According to the Mahāvaṃsa, the Buddha's right collarbone was once kept in the Cūḷāmaṇi Cetiya before it was brought to earth. The monk Sumana Sāmaṇera travelled to Tāvatiṃsa, where Śakra gave him the relic stored in the Cūḷāmaṇi Cetiya so that it could be taken back to earth and enshrined at the Thūpārāma, the earliest great stupa in Sri Lanka.

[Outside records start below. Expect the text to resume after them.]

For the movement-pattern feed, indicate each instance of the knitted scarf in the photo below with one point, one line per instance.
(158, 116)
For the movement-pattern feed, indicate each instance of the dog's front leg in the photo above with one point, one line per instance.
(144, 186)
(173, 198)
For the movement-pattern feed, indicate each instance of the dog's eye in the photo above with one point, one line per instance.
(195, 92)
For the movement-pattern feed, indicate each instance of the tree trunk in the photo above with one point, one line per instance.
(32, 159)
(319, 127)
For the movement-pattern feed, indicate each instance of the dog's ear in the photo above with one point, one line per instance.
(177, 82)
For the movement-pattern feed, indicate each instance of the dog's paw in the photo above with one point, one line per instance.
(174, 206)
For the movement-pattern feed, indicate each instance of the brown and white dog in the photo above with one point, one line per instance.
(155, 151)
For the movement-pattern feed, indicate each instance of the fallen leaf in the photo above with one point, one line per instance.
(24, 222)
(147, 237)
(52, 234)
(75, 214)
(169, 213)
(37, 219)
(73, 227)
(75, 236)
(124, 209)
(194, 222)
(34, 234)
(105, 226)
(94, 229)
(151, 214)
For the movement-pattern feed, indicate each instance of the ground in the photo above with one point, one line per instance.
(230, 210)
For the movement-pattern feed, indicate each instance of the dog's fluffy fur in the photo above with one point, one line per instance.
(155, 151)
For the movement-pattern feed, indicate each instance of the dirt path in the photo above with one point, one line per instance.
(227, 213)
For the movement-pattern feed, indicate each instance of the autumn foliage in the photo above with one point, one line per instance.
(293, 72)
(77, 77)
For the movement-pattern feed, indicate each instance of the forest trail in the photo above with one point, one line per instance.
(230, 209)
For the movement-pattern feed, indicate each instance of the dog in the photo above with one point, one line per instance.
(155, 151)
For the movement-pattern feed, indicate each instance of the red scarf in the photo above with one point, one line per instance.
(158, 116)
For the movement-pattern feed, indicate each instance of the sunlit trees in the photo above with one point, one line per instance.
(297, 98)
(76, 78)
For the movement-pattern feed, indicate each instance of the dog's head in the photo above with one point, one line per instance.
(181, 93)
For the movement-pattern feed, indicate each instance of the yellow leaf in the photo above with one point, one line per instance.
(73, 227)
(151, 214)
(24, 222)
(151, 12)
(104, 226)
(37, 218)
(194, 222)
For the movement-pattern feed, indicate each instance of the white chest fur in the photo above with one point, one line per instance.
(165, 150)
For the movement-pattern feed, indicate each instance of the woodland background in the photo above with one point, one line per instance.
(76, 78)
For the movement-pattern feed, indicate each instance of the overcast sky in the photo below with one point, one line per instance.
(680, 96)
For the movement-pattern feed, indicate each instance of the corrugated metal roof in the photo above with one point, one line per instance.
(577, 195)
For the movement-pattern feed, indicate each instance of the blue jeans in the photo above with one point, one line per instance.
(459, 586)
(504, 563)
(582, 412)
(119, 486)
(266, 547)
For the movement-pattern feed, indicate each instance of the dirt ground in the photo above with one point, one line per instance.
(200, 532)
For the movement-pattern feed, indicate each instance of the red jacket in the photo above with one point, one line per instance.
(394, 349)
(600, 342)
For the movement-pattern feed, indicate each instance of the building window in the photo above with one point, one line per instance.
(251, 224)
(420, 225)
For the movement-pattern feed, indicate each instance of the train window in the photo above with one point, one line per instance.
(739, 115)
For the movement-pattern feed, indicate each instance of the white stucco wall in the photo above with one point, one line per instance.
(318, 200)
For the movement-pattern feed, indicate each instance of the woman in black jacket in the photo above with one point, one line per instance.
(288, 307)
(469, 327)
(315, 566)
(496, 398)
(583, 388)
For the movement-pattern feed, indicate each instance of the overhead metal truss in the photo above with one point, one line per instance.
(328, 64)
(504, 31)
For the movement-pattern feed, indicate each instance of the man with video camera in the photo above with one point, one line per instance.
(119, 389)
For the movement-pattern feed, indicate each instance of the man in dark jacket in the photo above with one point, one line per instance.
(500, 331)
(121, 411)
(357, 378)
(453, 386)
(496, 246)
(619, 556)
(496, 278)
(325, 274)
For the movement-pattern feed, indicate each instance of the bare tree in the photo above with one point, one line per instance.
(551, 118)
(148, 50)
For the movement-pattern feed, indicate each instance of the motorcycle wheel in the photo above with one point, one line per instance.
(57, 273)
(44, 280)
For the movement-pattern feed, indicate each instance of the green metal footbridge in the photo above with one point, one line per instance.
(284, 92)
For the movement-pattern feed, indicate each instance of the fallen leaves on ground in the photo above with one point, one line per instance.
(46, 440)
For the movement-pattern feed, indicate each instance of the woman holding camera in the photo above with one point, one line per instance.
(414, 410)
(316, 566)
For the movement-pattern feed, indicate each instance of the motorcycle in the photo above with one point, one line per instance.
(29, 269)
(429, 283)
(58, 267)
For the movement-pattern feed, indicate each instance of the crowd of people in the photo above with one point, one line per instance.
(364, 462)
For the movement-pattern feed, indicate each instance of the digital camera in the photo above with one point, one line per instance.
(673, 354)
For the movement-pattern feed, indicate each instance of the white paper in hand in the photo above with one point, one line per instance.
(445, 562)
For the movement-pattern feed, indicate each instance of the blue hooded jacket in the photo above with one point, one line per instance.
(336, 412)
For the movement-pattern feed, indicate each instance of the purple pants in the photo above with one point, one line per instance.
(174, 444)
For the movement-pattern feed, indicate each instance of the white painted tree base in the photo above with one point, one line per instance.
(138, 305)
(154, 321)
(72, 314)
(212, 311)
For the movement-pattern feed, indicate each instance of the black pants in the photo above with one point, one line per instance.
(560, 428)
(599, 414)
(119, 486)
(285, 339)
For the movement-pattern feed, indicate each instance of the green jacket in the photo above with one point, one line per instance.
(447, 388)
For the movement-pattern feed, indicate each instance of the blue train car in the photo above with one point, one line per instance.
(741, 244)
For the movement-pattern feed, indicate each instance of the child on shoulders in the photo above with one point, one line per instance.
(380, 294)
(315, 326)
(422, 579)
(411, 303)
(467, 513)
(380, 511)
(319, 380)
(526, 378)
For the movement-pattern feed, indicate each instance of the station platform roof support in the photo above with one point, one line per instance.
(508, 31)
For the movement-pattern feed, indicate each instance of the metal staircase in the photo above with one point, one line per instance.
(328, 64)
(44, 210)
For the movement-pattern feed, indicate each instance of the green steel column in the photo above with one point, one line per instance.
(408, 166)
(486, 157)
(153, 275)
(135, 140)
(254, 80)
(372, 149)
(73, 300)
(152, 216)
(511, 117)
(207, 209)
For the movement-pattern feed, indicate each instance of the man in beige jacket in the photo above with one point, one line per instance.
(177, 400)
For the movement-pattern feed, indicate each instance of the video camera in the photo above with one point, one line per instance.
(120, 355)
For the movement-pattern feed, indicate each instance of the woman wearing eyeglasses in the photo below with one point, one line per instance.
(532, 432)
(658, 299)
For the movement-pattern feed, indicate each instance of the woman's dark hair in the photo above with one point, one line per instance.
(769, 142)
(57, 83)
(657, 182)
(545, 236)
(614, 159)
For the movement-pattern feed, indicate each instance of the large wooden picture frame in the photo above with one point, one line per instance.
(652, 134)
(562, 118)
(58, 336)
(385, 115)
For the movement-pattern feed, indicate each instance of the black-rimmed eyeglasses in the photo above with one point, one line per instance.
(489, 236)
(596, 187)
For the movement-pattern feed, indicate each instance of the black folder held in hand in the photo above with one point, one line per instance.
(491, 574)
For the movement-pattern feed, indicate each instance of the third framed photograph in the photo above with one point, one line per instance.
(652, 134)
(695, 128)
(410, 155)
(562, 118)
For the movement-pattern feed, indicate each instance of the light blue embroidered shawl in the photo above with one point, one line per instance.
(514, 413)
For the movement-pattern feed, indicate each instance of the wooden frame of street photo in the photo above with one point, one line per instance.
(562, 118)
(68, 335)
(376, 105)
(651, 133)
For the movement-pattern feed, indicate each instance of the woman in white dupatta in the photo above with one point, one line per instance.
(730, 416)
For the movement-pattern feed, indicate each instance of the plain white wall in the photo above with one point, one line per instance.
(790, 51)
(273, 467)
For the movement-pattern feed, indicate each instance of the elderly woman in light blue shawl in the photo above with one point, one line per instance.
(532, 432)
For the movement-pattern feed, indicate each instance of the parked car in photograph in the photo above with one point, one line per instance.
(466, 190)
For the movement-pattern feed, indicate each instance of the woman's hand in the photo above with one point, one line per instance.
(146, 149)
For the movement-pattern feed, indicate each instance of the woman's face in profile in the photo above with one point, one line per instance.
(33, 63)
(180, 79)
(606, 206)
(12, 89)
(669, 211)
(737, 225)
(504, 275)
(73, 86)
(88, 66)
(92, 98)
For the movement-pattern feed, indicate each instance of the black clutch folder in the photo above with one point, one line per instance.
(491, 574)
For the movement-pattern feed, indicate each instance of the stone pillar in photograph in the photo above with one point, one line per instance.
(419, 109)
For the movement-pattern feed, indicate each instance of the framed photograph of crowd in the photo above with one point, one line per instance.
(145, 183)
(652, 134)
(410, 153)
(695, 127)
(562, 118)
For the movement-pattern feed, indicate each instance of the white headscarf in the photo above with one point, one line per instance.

The celestial Cūḷāmaṇi Cetiya has inspired "earthly" counterparts in several Buddhist countries, where temples or monuments are named in its honor. One example is Wat Chulamani in Phitsanulok, Thailand, regarded as one of the oldest temples in the region and believed to predate the Ayutthaya period. Historical chronicles recount that King Borommatrailokkanat (Boromma Trailokkanat) moved his capital to Phitsanulok in the 15th century and later entered the monkhood at this temple. Local tradition holds that the temple's name honors the heavenly cetiya, and some accounts even associate the king's own ordination and hair-cutting ceremony with this site.

==In culture==
The Cūḷāmaṇi Cetiya is the sacred stupa designated for those born in the Year of the Dog (ปีจอ). This belief is part of a Northern Thai tradition called "Phra That Pracham Pi Koet" (พระธาตุประจำปีเกิด), which means "Sacred Stupa for one's Birth Year.

During the Yi Peng festival in Northern Thailand, people release khom loi (sky lanterns) as an offering to the Cūḷāmaṇi Cetiya.